We must appeal to the entire working class, of all races and ethnicities, as well as Occupy, labor and community activists to organize daily protests. We must build further actions, including mass civil disobedience, pickets and boycotts to keep the pressure on the Anaheim political and business elite. This is the only way to begin to counter the dictatorship of Wall Street and their security guards.

If it’s not Anaheim, then it will be another racist police murder that will spark a powerful movement that stands against racism, poverty and police violence. We need to draw a clear line in the sand today and say, “Enough is enough!”

A Program to End Police Violence and Racism

  • For an independent investigation and inquiry into the killings of Diaz and Acevedo by community members.
  • End police brutality, racial profiling, and other racist practices such as “Stop and Frisk.”
  • Create democratically elected community review boards with full power to oversee law enforcement and public safety, with the right to recall officials.
  • Invest in rehabilitation, job training, and living-wage jobs, not prisons or detention centers!
  • End mass unemployment, poverty, and inequality, which are the basis of most crime, by creating decent, living-wage jobs for all through a massive public works program and fully funding education, health care, and social services.

We also need to run independent community candidates that truly represent working people against the Republicans and Democrats, both of which parties are controlled – lock, stock and barrel – by the richest 1%. The rich and their political parties have no interest in dealing with the real problems of working people, people of color, and youth.

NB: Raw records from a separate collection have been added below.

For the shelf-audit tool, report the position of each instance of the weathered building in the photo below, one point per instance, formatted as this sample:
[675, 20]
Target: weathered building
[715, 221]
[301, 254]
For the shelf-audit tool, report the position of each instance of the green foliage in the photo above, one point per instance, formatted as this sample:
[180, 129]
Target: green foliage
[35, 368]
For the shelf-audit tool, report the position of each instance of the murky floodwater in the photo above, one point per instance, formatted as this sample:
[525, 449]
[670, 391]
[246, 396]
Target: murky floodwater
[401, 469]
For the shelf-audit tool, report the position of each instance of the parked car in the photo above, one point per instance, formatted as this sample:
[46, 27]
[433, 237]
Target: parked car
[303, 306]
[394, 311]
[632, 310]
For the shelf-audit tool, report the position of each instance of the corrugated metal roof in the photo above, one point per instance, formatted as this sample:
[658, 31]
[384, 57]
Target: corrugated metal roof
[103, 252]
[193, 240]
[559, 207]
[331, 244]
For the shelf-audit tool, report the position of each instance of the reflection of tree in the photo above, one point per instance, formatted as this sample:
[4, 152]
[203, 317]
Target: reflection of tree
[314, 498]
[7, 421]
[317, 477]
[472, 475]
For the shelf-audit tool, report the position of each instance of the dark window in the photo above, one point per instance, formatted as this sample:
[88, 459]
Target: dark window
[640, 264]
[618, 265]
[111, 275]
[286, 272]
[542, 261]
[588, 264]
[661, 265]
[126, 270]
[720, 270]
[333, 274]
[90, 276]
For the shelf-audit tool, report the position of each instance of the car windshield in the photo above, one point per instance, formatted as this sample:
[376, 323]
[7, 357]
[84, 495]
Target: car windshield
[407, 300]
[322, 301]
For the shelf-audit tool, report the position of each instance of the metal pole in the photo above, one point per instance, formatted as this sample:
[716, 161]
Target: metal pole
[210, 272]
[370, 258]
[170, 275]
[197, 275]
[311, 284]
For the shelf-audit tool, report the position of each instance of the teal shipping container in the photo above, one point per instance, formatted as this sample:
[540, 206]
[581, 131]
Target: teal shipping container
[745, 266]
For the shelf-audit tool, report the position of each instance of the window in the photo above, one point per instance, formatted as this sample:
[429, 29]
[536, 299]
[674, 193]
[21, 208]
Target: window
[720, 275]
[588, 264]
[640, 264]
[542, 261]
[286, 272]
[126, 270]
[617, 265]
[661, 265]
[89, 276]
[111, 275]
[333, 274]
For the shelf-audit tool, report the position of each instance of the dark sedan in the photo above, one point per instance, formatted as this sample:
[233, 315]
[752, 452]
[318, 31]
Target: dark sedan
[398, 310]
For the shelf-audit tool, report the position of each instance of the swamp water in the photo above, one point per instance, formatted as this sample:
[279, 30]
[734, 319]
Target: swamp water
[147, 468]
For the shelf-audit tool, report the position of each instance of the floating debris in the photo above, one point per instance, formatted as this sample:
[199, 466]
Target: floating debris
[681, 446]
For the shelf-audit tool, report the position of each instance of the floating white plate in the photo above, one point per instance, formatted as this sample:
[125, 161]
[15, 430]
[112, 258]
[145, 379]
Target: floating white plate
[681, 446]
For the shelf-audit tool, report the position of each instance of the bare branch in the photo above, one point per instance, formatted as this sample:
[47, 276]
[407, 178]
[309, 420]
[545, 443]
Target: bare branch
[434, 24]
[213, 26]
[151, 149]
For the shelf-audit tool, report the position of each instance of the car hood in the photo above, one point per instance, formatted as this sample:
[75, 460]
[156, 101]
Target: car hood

Both political parties represent a social system that has failed to provide decent living standards or the prospect of a safe future.

Ultimately, what we really need is to build a mass movement and an independent workers’ party that fights for a democratic socialist society where the top 500 corporations would be publicly owned and democratically controlled. A society based on collective ownership and democratic control of the economy would ensure that everyone’s basic needs are met and that ordinary people have democratic control over our communities – including law enforcement and public safety officials.